SONY'S BLOCKBUSTER SEQUEL
So you have yourself a nice thriller set up, with Wolfgang Petersen directing hot off Air Force One and no less than Mel Gibson in the starring role, when--oops!--Mel decides he'd rather go elsewhere to do a pet project called Parker and then cash in on a ton of money by making Lethal Weapon IV for Warner.
Thus John Calley, the chairman of Sony Pictures Entertainment, lost the opportunity to trumpet a major project in the works. Such are the caprices of show biz. But for Calley the collapse of the deal is particularly irksome, since Hollywood is clamoring for action from him as he marks his first year on the job.
All this impatience strikes Calley and colleagues as hardly fair. Once pathetic Sony Pictures is flush these days, having just become one of only two studios ever to gross $1 billion in a year (Disney has done it three times). Even without a cartoon lion, Sony reached that nice, round number in record time (Aug. 31, beating Disney's best date--Nov. 23--by a stretch). And Sony expects to surpass the industry record of $1.22 billion, if it can scrape up the remainder on films such as Paul Verhoeven's sci-fi thriller Starship Troopers (a picture it's splitting with Disney), and As Good As It Gets, from Terms of Endearment director James L. Brooks.
Sony Pictures has become a cornucopia of hits: Jerry Maguire, Anaconda, My Best Friend's Wedding, Air Force One (another split with Disney) and the summer's box-office champ, Men in Black, which has grossed $243 million in the U.S. alone. Funny thing is, these hits were put together by guys who got fired a year ago, after the studio suffered through more than five money-losing years that bottomed out with Sony Corp. taking a $3.2 billion write-off--essentially admitting its investment had been worthless. Despite having ably handled the flock of pictures he inherited, Calley has yet to shepherd a film of his own devising from script to screen.
All this puts Sony Pictures in the ambiguous position of being simultaneously red-hot and not exactly. After the studio releases Zorro and Godzilla next summer, it's not clear what major projects it will have on its menu. In an industry that retains heat about as well as plastic, the cry is predictable: Show us the movies!
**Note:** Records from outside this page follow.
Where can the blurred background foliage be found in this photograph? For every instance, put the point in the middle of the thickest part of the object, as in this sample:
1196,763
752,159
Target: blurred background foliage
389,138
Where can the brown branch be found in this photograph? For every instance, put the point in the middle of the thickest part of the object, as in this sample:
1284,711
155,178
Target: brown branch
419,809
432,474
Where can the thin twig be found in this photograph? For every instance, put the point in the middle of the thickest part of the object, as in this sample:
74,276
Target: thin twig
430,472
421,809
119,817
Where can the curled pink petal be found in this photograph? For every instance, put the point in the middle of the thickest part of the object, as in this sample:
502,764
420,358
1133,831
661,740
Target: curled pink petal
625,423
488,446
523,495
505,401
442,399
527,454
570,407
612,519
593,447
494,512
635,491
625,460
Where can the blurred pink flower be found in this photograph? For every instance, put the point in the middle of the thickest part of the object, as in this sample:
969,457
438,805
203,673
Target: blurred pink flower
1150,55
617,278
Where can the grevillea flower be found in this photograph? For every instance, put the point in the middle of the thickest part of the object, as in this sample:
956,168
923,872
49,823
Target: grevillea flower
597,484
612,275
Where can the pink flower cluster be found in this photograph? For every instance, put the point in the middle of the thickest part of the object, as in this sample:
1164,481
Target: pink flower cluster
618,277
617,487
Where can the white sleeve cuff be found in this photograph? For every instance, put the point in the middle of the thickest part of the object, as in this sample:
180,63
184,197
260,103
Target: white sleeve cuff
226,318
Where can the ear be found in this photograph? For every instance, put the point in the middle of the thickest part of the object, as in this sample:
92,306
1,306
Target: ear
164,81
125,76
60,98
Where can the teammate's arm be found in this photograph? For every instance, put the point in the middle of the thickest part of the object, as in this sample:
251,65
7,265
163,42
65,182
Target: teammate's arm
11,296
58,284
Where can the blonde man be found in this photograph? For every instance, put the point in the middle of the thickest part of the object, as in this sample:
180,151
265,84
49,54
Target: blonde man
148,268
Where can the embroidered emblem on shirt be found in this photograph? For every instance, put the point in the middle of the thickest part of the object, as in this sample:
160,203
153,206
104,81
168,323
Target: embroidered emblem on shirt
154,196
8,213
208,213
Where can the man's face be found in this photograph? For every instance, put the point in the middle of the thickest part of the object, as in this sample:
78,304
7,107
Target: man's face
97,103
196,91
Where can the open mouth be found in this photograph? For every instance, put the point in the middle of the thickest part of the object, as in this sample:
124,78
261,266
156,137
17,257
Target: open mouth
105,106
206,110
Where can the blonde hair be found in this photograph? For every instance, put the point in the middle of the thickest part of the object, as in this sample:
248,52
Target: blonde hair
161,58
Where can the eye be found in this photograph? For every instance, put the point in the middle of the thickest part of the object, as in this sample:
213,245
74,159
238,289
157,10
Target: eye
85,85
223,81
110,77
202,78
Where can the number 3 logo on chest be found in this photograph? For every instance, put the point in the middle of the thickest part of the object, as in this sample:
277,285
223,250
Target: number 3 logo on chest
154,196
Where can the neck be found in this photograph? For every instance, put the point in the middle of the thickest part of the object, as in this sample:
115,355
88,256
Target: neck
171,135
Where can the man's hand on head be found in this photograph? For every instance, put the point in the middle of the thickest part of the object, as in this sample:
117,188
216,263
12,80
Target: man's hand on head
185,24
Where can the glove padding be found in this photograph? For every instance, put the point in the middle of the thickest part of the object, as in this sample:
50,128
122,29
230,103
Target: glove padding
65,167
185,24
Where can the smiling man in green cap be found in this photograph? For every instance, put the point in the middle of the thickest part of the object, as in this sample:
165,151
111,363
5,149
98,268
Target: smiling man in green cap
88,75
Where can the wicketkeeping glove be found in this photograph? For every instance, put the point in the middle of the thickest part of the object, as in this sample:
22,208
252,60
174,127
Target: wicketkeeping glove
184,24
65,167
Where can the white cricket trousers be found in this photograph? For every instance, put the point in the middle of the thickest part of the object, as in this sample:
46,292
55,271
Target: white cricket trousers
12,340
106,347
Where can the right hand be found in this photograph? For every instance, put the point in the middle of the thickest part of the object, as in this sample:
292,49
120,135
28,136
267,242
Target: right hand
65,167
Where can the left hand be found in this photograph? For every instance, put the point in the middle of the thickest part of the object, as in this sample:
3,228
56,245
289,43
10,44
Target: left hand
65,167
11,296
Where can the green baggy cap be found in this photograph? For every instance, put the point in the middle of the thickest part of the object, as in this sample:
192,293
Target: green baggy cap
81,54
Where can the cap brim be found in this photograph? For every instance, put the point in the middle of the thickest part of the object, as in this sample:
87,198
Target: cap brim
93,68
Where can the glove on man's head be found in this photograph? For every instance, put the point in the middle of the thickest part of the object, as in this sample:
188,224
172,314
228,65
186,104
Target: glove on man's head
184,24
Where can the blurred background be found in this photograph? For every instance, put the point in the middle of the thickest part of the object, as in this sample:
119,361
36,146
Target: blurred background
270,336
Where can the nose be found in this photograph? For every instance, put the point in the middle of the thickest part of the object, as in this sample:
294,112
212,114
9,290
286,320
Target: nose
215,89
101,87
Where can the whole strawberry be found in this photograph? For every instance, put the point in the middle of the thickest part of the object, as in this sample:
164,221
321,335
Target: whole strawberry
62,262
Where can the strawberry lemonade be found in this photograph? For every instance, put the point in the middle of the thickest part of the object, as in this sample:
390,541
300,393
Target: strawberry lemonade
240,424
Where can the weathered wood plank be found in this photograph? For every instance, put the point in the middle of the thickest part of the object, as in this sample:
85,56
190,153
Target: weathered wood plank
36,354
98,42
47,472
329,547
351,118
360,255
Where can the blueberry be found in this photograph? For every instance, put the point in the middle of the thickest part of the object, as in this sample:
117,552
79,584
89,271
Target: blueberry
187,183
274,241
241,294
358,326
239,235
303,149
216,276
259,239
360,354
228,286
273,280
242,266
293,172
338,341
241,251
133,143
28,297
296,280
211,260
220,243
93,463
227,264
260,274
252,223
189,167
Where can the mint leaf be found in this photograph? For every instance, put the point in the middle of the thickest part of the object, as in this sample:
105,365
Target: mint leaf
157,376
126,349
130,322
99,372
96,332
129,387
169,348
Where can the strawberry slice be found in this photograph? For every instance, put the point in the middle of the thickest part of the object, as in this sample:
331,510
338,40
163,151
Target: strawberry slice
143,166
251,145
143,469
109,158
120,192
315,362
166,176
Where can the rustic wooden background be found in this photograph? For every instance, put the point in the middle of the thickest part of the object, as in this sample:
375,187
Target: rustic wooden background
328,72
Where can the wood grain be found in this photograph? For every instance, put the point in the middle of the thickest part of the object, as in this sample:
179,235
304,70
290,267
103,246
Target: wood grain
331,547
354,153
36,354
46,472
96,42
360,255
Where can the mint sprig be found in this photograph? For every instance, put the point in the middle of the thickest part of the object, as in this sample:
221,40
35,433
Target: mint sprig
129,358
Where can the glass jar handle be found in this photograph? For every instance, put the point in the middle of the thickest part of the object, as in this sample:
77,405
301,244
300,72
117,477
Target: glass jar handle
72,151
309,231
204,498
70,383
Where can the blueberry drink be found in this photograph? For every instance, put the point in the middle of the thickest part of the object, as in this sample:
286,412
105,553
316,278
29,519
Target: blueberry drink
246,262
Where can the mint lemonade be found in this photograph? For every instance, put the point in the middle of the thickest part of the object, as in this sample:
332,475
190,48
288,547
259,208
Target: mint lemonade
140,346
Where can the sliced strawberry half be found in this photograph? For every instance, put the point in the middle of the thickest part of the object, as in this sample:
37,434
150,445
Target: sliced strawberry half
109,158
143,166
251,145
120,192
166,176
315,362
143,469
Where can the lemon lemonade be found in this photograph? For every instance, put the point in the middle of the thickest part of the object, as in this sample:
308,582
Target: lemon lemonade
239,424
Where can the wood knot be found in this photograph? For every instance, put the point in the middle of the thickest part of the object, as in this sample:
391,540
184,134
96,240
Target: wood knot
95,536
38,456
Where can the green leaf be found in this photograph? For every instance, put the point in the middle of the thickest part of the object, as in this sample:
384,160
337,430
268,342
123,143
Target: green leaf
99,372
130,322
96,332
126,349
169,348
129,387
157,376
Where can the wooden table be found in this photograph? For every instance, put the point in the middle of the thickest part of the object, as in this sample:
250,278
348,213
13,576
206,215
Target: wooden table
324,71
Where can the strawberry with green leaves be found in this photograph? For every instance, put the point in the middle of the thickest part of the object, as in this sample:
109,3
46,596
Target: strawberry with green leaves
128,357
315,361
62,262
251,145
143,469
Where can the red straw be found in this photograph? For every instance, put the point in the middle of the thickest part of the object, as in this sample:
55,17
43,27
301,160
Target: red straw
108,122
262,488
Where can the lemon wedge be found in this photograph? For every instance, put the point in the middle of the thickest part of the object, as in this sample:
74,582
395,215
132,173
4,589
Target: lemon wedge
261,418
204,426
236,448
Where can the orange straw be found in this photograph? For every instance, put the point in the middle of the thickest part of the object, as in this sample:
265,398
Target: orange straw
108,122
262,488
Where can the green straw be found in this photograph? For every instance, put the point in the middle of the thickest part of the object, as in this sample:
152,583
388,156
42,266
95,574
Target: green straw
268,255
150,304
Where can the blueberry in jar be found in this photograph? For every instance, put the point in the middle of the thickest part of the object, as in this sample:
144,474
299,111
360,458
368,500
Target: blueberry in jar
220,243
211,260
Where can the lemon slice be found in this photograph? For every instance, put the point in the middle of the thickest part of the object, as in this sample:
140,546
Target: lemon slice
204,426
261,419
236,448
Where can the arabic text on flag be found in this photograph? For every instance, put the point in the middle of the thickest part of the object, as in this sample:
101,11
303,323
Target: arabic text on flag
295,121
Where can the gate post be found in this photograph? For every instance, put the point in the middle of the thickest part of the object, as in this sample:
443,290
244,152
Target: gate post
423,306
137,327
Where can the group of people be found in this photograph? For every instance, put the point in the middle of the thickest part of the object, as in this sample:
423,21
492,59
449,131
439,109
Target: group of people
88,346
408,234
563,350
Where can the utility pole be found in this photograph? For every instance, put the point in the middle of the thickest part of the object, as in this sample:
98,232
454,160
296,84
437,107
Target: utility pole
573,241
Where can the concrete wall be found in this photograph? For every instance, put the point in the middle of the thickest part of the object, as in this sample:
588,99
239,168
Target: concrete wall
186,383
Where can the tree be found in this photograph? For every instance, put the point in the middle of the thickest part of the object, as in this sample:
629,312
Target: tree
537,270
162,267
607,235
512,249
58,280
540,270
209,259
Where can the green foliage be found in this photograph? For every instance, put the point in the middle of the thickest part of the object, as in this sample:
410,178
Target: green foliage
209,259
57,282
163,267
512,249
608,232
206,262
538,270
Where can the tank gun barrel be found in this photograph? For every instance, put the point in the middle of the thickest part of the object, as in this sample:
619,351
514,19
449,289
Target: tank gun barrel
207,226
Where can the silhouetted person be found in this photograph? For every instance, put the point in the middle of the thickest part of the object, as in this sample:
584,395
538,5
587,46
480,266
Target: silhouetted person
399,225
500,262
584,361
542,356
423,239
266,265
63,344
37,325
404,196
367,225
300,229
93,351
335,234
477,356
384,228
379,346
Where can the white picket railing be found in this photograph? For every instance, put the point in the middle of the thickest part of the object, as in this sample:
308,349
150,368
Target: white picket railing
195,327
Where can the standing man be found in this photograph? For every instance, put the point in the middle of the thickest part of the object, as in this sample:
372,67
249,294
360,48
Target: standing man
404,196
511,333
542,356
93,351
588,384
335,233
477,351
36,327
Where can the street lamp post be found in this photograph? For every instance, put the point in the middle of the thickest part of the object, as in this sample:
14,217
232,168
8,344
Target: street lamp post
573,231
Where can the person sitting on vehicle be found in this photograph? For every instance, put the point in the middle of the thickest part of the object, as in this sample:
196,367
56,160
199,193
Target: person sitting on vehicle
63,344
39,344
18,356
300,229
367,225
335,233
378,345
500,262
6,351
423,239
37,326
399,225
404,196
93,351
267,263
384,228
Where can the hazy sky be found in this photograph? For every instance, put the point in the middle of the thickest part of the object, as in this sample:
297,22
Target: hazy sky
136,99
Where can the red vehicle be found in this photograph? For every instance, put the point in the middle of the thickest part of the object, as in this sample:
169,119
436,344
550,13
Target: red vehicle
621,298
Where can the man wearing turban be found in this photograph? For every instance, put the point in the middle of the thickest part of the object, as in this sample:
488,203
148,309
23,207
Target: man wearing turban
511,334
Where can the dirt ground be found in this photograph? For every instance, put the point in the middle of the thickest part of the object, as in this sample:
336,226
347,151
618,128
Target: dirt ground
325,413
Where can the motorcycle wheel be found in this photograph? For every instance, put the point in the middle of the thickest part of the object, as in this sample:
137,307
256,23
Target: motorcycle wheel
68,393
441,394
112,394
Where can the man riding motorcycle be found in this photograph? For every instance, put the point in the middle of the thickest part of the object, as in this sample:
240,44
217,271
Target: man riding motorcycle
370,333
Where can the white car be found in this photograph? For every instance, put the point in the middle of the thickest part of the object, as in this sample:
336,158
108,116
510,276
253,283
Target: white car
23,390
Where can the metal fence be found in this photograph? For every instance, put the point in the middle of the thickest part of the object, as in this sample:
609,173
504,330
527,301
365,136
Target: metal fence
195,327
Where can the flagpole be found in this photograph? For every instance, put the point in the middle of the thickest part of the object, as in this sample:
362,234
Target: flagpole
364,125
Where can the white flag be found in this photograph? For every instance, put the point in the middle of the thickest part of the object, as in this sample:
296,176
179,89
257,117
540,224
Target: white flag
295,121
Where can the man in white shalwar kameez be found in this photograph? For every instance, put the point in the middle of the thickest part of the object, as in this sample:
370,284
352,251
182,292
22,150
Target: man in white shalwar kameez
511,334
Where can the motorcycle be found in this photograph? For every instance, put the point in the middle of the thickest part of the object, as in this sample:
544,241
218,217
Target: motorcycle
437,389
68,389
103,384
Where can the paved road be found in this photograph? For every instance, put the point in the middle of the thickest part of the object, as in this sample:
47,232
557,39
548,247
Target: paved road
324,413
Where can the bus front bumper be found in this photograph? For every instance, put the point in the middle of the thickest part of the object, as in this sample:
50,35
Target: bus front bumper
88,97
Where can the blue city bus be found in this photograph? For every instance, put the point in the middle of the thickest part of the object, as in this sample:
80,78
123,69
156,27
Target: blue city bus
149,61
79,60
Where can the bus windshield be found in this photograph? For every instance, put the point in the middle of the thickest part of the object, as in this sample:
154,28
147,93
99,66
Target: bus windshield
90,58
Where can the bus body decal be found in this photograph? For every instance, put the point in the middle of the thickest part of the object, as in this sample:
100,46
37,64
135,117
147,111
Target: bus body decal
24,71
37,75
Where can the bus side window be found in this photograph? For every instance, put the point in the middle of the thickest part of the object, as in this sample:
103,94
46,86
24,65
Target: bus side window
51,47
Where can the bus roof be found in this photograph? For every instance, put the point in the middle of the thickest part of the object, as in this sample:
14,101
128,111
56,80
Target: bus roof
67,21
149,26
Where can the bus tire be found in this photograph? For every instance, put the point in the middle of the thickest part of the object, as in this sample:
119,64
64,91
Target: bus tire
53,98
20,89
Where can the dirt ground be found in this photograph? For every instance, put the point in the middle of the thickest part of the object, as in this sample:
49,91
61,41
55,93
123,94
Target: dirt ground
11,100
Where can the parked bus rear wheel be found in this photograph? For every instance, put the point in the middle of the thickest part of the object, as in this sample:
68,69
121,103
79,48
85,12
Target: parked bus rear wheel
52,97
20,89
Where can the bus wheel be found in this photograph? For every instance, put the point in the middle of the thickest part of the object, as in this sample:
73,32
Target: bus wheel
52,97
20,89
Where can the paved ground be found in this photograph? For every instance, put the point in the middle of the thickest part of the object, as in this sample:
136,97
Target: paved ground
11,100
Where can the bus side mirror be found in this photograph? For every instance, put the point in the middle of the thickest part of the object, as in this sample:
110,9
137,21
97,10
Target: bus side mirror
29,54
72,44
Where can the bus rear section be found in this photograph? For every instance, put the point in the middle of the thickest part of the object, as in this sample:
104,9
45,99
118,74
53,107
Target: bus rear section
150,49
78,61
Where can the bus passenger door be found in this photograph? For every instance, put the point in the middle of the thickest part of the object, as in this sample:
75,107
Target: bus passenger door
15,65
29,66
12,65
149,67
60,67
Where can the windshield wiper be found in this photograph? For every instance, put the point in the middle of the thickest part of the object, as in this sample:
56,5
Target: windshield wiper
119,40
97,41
The anomaly raises questions in the minds of agents and their star clients, and even on Wall Street, about Tokyo's long-term plans. With revenues pouring in, Sony doesn't appear to be spending that much. Is the strategy to crank up some dazzling results and then snag a buyer? Is Calley just a caretaker? This is his second turn at the helm of a Hollywood studio; he headed Warner Brothers from 1967 to 1980. An engagingly candid, out-of-the-box thinker, Calley, 67, is nevertheless running a business that has changed drastically. Some in the industry wonder whether he has the will or the wile to stay in for the long haul.